I was having this conversation with Bill Charlap after we rehearsed this music that I'm performing and just that aspect of American culture is that way. Everything about our culture like the immediacy of people turning on the radio and listening to something and if they into it, they are into in the first thirty seconds and if not, they will move on.

I have never really thought of myself as a composer thinking that way and I still really am not. I have never been that way about music. To me, the music comes out of me or through me, whether it is me writing it or some spirit. I just try to let it come out and edit as much as I can.

FJ: Although it sounds gimmicky, there is a certain cache to reworking Stones tunes and improvising over them. You're in an envious position, having the Stones gig.

TR: Keith (Richards) said that they wrote these songs and they were two or three minute tunes and they didn't stretch on them or do anything at that time. In rock and roll, that is not what it is about. But he appreciated what I was doing because he thought I was taking it to another level. It is kind of nice to get a stamp of approval from the guy who wrote the things.
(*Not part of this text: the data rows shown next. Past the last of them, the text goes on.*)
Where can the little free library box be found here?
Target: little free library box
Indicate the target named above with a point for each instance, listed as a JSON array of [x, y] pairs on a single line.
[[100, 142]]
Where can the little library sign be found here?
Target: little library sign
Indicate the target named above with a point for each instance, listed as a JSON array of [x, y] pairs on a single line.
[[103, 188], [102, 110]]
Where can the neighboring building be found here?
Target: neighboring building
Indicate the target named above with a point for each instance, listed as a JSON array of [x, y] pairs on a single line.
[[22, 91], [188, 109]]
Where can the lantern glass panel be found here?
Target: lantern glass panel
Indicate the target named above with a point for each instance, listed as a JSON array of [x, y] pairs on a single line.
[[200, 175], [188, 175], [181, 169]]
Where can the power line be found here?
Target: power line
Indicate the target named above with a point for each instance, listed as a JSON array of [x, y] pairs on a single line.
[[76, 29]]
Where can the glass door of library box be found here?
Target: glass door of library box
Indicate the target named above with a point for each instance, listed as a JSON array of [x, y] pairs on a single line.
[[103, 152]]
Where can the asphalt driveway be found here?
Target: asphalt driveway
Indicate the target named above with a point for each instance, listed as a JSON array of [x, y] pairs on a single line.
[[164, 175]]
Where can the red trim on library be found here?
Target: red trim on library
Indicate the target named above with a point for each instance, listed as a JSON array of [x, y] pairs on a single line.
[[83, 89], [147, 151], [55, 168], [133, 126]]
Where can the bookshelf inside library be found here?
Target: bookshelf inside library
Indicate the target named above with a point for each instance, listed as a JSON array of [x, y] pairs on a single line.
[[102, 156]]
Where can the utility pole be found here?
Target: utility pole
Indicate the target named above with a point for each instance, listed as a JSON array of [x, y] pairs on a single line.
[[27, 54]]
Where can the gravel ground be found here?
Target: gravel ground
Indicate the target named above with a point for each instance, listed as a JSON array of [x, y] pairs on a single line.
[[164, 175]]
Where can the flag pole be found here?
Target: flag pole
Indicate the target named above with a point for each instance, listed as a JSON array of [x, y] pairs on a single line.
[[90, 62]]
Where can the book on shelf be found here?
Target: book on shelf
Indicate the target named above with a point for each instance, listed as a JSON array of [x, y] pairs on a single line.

I feel blessed to have the gig. They had the chance to hire anybody, but they were gracious enough to give me the gig. It has been a thrill. It is such an amazing situation to be out there with these guys. It opens up some other doors. Even with my relatives, I have been playing jazz most of my life, some fantastic people, Donald Byrd or Freddie Hubbard, but since I am playing with the Stones, pretty much everyone on the planet knows who these guys are.

FJ: The phone must ring off the hook for comps.

TR: It is pretty amazing, yes. It has been pretty good actually. Occasionally, I will get a call from somebody who I haven't talked to in a number of years. First of all, people assume that I get these comps and it doesn't exist. It is not quite that easy.

FJ: Does Richards look as old as everybody says he does?